The Government should accelerate culling of old cattle to rid the national herd of BSE, according to the Food Safety Authority of Ireland. It also called for a new focus on "BSE hot spots" where the disease is most pronounced.
The FSAI's chief executive, Dr Patrick Wall, said what was needed was a two-pronged approach to the eradication of the disease, by using the existing slaughter for destruction scheme and an accelerated cull now that these problem areas had been identified.
He was speaking following identification of the BSE hot spot areas on Friday by a leading epidemiologist who addressed a Fine Gael seminar in Dublin.
Dr John Griffin, of UCD's veterinary college, noted there were more infected animals in Monaghan, Cavan, Wexford, Limerick and parts of Cork than there were in other parts of the State.
"We now have identified that the disease is in older cows and we must get them out of the system in order to give consumers the assurances they need," Dr Wall said.
"I am telling farmers now that they must not wait for the Department [of Agriculture] to increase the price they are paying to farmers for cows. Go ahead now and put them into the destruct scheme," he added.
Older cows at the end of their lives were totally devalued because of BSE, so farmers should act now, Dr Wall said.
"The second part of the approach is for the Department to now work on the information they have on the problem areas and with the aid of the farming community, set up a cull scheme for this problem group of cows."
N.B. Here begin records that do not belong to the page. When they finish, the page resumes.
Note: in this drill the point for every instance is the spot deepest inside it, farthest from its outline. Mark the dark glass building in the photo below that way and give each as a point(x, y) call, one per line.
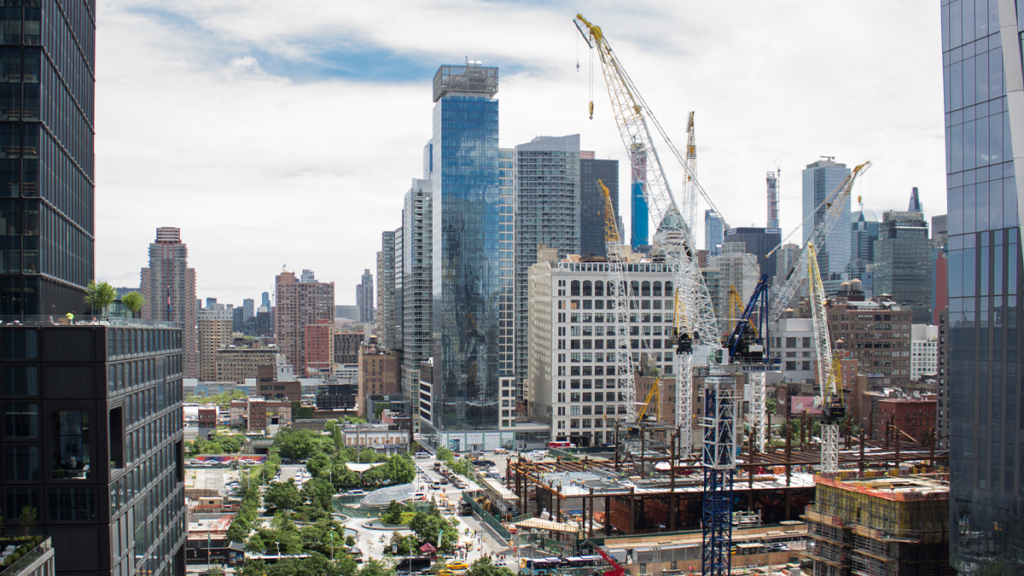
point(592, 203)
point(982, 77)
point(92, 439)
point(472, 220)
point(47, 79)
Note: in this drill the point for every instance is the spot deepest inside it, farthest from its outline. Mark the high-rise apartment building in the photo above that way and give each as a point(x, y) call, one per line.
point(214, 334)
point(819, 179)
point(472, 221)
point(772, 180)
point(417, 295)
point(47, 166)
point(300, 303)
point(983, 98)
point(592, 202)
point(385, 291)
point(93, 442)
point(639, 212)
point(547, 212)
point(903, 262)
point(714, 233)
point(365, 297)
point(863, 236)
point(169, 292)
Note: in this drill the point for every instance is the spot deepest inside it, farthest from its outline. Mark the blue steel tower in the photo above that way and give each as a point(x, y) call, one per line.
point(472, 227)
point(984, 106)
point(639, 213)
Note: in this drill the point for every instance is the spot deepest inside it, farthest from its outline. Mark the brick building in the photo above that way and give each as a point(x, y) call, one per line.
point(379, 371)
point(875, 332)
point(300, 302)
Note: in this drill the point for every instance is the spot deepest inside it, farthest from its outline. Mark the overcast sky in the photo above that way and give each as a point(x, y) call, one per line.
point(287, 133)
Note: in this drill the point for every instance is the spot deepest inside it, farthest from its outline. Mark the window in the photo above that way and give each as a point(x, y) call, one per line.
point(20, 463)
point(71, 445)
point(22, 420)
point(20, 380)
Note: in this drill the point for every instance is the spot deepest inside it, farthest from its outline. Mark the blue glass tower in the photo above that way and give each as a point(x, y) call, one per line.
point(640, 214)
point(472, 223)
point(984, 105)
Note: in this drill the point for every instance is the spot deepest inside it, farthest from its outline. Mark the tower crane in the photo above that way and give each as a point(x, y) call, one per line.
point(616, 272)
point(829, 398)
point(635, 123)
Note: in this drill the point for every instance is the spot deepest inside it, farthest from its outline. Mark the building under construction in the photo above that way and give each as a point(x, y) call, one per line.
point(889, 526)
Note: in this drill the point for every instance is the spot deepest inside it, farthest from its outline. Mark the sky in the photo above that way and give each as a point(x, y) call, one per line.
point(285, 134)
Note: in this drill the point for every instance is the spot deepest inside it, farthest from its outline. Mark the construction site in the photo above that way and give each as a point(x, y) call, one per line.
point(892, 526)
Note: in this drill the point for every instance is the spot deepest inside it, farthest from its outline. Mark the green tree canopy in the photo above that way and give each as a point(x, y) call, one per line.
point(98, 296)
point(283, 495)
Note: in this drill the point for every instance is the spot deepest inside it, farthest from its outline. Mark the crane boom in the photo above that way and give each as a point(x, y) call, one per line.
point(632, 118)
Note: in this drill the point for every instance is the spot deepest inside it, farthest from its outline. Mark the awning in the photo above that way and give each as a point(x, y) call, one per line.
point(538, 524)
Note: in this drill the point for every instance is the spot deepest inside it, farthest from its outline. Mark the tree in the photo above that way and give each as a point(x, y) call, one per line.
point(255, 544)
point(98, 296)
point(483, 567)
point(133, 301)
point(283, 495)
point(399, 469)
point(28, 519)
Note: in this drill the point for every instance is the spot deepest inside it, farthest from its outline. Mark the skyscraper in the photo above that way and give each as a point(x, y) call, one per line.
point(639, 213)
point(169, 291)
point(982, 78)
point(385, 291)
point(714, 233)
point(863, 235)
point(471, 219)
point(547, 211)
point(417, 289)
point(46, 168)
point(592, 202)
point(819, 179)
point(903, 263)
point(299, 304)
point(365, 297)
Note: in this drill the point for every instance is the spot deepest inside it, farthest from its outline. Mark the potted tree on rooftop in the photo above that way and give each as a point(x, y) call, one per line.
point(98, 296)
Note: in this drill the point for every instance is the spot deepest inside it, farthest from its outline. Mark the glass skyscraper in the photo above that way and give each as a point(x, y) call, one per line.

Farmers would know if their animals had been exposed to contaminated meat-and-bone meal prior to 1996 and would also know if they had fed their animals pig or poultry food which contained meat-and-bone meal.
"The epidemiologists have identified the areas and the herds and these should now be targeted. We must go after them from a consumers point of view and from a marketing point of view," he said.
"The mainland European countries are now at the stage we were at in 1996 and we risk losing that advantage if we do not move now and do what has to be done. The French have already identified the problem and are culling," he said.
Dr Griffin said at the seminar the nature and spread of the disease had changed since it was first identified in Donegal and Cork in 1989. Cavan and Monaghan accounted for close on one-third of all cases in the State.
The hypothesis was, he said, that the Cavan/Monaghan area had a very high level of pig and poultry production and this could mean the cattle in these counties had been exposed to meat-and-bone meal.
Other areas with higher than national average levels of BSE included Wexford, Limerick and parts of Cork. He was convinced the overall level of the disease was decreasing.
He said if a cull was being implemented it should be targeted at animals aged five, six and seven. Younger animals which had not been exposed to contaminated meat-and-bone meal should not have the disease. There were also fewer cases in animals outside this age group.
He said there was a much higher level of the disease in dairy herds than in suckler (beef) herds, and in 60 per cent of the cases found in suckler herds had been purchased from outside sources and may have come from dairy herds.
Cohort animals (i.e., animals reared with BSE cases and probably fed the same rations) were at greatest risk and these were actively tracked down and tested for BSE by the Department. There have been 15 imported cases of BSE into the Republic.